US secretary of state Antony Blinken is once again in the Middle East looking to push for peace. Photo: Reuters

Editorial

The Byzantine complexities of the Middle East conflict are accepted, but most by now recognise that without a just solution to the Palestinian issue, there is no prospect of stability in the region.

So it will be fervently hoped that the UN Security Council’s passing of a US resolution backing president Joe Biden’s Gaza ceasefire plan marks the beginning of a constructive engagement to silence the guns and end the carnage.

Hundreds of billions of dollars have been poured into defence and offence in the area. But perversely, as the deaths mounted, the urgency of opening up a front to pursue a permanent end to hostilities appeared to have become ever more lost in the deepening fog of war. So Washington’s initiative to increase pressure on Israel and Hamas to end the fighting must be the turning point the people of the region desperately deserve.

Objectives that negate terrorism, end the mass destruction and desolation, and embrace a two-state solution have to be hammered out.

Each delay brings new horrors. The UN human rights office has announced it is “profoundly shocked” at the impact on civilians of the Israeli operation to rescue hostages held by Hamas. The action “seriously calls into question whether the principles of distinction, proportionality and precaution… were respected” and could amount to war crimes, it said.

Palestinian health officials claim hundreds of people were killed in the densely populated Nuseirat refugee camp on Saturday. Israel’s military said fewer than 100 were killed. It cannot be disputed that too many innocent lives were lost.

A second phase of the US plan would lead, “upon agreement of the parties”, to a permanent ceasefire; the release of the remaining hostages; and the full withdrawal of Israeli forces from Gaza.

Hamas has signalled it accepts the ceasefire resolution and is ready to negotiate over details. Tel Aviv has also sent positive messages. Formal agreement by either side is still awaited.

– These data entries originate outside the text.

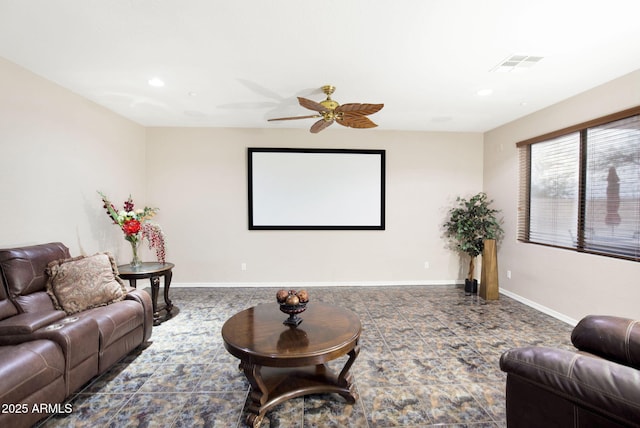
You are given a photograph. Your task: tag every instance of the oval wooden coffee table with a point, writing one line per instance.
(283, 362)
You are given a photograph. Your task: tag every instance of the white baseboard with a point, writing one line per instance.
(313, 284)
(507, 293)
(539, 307)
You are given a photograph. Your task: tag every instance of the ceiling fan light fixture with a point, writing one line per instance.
(351, 115)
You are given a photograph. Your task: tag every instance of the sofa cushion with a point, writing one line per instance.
(84, 282)
(23, 269)
(28, 367)
(610, 337)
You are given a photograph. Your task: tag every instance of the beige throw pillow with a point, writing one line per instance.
(84, 282)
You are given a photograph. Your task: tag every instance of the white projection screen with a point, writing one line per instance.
(316, 189)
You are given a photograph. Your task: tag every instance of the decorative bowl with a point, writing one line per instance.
(293, 311)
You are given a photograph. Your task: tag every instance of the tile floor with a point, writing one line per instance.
(429, 357)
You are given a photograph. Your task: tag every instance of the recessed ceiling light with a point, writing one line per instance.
(156, 82)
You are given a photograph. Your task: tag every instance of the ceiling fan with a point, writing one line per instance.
(353, 115)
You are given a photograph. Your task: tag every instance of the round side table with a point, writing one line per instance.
(153, 271)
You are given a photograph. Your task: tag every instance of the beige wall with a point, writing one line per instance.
(57, 150)
(199, 179)
(569, 283)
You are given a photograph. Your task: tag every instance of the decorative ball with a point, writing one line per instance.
(282, 295)
(292, 300)
(303, 296)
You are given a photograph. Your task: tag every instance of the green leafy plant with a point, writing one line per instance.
(470, 223)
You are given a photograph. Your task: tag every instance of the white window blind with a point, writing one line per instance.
(580, 187)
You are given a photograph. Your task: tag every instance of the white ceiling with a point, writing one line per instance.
(238, 63)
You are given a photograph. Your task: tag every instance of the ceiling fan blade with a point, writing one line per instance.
(320, 125)
(295, 117)
(360, 109)
(311, 105)
(356, 120)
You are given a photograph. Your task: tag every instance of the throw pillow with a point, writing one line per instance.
(84, 282)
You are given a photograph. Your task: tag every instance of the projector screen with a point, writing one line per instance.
(324, 189)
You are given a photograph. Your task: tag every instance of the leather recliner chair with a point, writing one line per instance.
(597, 385)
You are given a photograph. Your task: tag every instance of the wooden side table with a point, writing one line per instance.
(153, 271)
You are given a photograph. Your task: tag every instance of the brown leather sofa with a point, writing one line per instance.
(47, 355)
(598, 385)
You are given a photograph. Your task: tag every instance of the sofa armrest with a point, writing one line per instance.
(27, 323)
(610, 337)
(144, 299)
(594, 383)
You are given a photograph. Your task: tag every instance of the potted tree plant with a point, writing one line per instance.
(469, 224)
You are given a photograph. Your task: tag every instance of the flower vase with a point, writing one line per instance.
(135, 261)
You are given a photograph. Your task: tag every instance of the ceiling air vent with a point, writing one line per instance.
(517, 63)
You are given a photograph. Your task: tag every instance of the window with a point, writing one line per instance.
(580, 187)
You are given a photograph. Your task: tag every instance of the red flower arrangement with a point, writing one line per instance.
(134, 223)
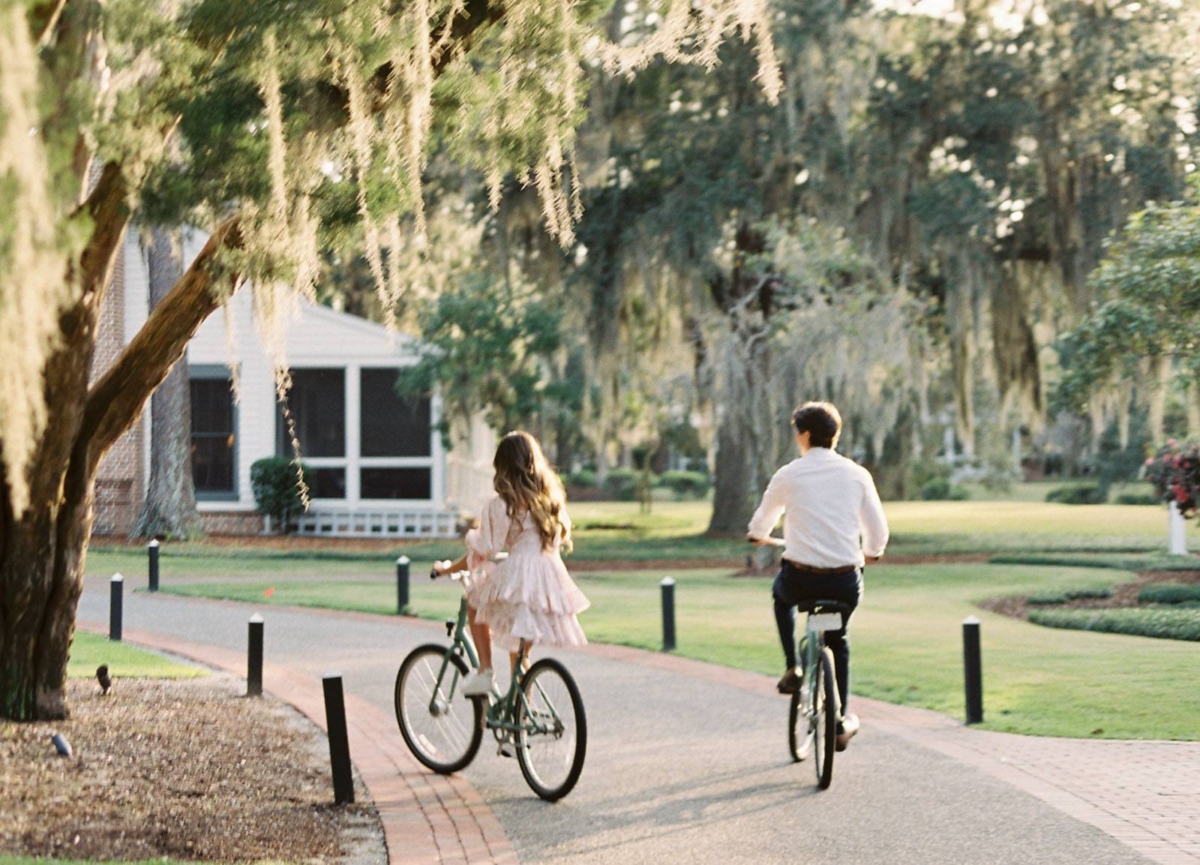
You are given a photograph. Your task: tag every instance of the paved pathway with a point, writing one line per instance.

US secretary of state Antony Blinken – on his eighth visit to the region since October – is hoping this could be the breakthrough. But the resignation of the more moderate Israeli opposition leader Benny Gantz from the war cabinet of prime minister Benjamin Netanyahu has not helped. He had become Washington’s point man, and was pressing for new elections.

Either way, Biden has clearly concluded the time to end the war has come. The indiscriminate carnage – and accusations of dual standards in calling for peace while also being Israel’s biggest supplier of arms – are hurting him domestically and internationally.

If hostilities continue, at least a million Palestinians are at risk of starvation by the middle of next month, the UN has warned. At least 37,124 people have been killed and 84,712 injured in Gaza since last October.

Accurate death toll figures are hard to ascertain in any war zone. But no one can argue that the immense human suffering is unconscionable. Ending the killing is the only goal that matters.